An exact dynamic programming algorithm, lower and upper bounds, applied to the large block sale problem

TL;DR

This paper develops an exact dynamic programming algorithm and heuristics for the large block sale problem, modeling optimal liquidation in a market with information effects, and provides bounds and benchmarks for solution quality.

Contribution

It introduces a polynomial-time exact DP solution for small instances, heuristics for larger cases, and bounds for the non-convex continuous relaxation, advancing the computational approach to large-scale liquidation problems.

Findings

Exact DP solves small instances efficiently

Heuristics provide tight lower bounds for medium and large instances

Continuous relaxation bounds are less tight but useful for benchmarking

Abstract

In this article, we address a class of non convex, integer, non linear mathematical programs using dynamic programming. The mathematical program considered, whose properties are studied in this article, may be used to model the optimal liquidation problem of a single asset portfolio, held in a very large quantity, in a low volatility and perfect memory market, with few market participants. In this context, the Portfolio Manager's selling actions convey information to market participants, which in turn lower bid prices and further penalize the liquidation proceeds we attempt to maximize.

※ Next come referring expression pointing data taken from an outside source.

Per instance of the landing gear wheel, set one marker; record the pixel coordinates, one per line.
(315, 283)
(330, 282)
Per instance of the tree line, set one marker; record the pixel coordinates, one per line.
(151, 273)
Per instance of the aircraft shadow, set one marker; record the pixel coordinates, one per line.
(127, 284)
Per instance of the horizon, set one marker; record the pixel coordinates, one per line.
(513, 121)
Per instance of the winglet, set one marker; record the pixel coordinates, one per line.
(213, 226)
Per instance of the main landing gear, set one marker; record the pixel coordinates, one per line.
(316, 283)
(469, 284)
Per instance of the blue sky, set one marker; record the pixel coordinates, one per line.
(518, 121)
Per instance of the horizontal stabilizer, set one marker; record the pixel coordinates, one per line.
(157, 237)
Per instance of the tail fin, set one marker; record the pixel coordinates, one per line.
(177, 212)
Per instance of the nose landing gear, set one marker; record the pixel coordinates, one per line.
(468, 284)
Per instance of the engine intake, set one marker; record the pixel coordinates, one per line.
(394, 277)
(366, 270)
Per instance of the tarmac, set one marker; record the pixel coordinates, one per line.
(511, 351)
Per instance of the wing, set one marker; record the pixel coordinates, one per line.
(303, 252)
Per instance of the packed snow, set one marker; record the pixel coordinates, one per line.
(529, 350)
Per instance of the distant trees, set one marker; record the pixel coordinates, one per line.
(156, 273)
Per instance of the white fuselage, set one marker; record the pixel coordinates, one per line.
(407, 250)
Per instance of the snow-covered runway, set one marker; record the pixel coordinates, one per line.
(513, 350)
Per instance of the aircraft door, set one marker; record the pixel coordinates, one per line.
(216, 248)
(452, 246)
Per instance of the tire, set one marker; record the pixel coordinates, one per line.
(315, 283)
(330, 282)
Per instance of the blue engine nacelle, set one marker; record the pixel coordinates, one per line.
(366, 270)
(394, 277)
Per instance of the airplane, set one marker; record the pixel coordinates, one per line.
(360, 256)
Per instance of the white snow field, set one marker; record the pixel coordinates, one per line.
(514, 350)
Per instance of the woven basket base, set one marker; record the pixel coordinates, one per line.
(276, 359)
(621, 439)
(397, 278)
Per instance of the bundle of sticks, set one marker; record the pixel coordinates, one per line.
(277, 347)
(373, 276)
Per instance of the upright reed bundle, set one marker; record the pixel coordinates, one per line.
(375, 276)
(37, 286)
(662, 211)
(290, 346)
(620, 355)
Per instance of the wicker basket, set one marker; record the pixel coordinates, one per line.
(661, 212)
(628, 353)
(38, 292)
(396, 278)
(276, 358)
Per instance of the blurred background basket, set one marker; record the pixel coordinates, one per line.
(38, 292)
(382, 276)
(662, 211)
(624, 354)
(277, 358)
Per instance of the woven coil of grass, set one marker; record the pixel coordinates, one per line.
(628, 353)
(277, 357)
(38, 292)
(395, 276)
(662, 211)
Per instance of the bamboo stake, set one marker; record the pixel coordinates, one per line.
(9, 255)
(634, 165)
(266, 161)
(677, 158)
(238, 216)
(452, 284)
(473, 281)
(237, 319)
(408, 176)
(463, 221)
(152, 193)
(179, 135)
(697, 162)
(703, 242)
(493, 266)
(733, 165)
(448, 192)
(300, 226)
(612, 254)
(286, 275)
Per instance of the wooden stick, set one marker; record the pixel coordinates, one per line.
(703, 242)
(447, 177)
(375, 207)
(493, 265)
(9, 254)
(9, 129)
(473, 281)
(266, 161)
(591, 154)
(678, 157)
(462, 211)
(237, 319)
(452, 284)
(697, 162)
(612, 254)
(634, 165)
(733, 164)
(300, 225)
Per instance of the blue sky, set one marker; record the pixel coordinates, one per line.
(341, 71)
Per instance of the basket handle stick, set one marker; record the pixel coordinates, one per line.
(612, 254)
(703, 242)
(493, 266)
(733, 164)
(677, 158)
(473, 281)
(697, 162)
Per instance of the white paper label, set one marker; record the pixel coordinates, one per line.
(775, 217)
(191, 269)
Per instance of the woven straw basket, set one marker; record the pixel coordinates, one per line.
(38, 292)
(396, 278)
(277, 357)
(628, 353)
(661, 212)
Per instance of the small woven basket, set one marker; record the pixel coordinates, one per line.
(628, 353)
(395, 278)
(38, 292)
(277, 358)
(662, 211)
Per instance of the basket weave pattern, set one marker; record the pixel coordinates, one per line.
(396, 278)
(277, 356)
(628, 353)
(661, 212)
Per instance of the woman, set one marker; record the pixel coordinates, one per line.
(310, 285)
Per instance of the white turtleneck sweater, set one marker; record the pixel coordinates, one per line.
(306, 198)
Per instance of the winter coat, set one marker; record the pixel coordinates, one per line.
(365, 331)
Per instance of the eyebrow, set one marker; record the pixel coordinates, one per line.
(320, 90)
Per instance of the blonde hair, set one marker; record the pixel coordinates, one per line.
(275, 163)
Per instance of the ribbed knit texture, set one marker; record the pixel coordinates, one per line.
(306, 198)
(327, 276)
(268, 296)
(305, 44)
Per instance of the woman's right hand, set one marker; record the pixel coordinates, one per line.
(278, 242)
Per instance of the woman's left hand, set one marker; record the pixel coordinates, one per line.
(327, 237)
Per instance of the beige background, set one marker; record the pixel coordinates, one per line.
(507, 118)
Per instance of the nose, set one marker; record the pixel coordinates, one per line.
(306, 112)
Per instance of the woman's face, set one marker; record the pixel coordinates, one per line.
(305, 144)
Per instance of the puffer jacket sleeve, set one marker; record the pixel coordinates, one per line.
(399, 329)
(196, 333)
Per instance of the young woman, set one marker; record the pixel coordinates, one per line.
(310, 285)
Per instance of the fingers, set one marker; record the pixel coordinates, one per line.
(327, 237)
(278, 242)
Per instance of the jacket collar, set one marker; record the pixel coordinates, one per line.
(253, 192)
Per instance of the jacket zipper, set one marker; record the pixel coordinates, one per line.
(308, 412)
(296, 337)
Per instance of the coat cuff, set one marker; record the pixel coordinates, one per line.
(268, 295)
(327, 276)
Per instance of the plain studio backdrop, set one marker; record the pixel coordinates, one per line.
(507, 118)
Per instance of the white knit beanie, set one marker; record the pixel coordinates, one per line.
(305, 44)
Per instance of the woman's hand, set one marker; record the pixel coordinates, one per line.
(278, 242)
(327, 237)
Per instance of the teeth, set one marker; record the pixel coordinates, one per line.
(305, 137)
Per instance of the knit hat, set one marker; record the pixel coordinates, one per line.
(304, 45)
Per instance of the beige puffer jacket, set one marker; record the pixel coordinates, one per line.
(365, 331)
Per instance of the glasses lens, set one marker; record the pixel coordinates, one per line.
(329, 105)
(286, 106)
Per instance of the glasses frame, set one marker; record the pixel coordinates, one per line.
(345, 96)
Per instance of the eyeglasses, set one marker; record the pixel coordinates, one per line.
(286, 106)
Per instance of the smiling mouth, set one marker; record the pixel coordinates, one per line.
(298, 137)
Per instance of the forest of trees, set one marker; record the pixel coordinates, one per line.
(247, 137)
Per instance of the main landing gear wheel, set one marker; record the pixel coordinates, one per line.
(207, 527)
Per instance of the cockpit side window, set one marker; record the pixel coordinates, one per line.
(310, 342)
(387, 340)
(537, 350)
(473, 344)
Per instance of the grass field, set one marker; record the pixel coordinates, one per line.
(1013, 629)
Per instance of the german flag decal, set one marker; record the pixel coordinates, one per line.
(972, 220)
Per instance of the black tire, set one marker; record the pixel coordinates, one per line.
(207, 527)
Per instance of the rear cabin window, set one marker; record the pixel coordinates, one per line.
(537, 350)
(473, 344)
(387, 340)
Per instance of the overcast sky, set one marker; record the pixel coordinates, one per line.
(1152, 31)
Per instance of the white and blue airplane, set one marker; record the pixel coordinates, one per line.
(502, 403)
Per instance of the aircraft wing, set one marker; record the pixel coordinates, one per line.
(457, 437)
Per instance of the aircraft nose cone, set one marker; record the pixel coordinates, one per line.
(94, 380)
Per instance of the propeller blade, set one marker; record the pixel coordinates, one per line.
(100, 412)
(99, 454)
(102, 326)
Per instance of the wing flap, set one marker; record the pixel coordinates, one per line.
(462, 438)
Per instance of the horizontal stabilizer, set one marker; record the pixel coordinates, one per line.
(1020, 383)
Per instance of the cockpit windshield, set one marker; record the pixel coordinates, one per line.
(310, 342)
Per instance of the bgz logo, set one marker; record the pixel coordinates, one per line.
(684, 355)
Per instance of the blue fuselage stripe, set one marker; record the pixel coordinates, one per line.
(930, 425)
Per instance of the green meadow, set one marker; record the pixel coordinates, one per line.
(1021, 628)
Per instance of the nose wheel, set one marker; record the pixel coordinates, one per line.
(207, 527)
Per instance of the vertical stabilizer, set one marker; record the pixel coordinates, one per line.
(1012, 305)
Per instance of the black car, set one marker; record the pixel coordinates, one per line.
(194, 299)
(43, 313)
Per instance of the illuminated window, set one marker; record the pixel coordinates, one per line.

We show the problem can be solved exactly using Dynamic Programming (DP) in polynomial time. However, exact resolution is only efficient for small instances. For medium size and large instances, we introduce dedicated heuristics which provide thin admissible solutions, hence tight lower bounds for the initial problem. We also benchmark them against a commercial solver, such as LocalSolver [7]. We are also interested in the continuously relaxed problem, which is non convex. Firstly, we use continuous solutions, obtained by free solver NLopt [26] and transform them into thin admissible solutions of the discrete problem. Secondly, we provide, under some convexity assumptions, an upper bound for the continuous relaxation, and hence for the initial (integer) problem. Numerical experiments confirm the quality of proposed heuristics (lower bounds), which often reach the optimal, or prove very tight, for small and medium size instances, with a very fast CPU time. Our upper bound, however, is not tight.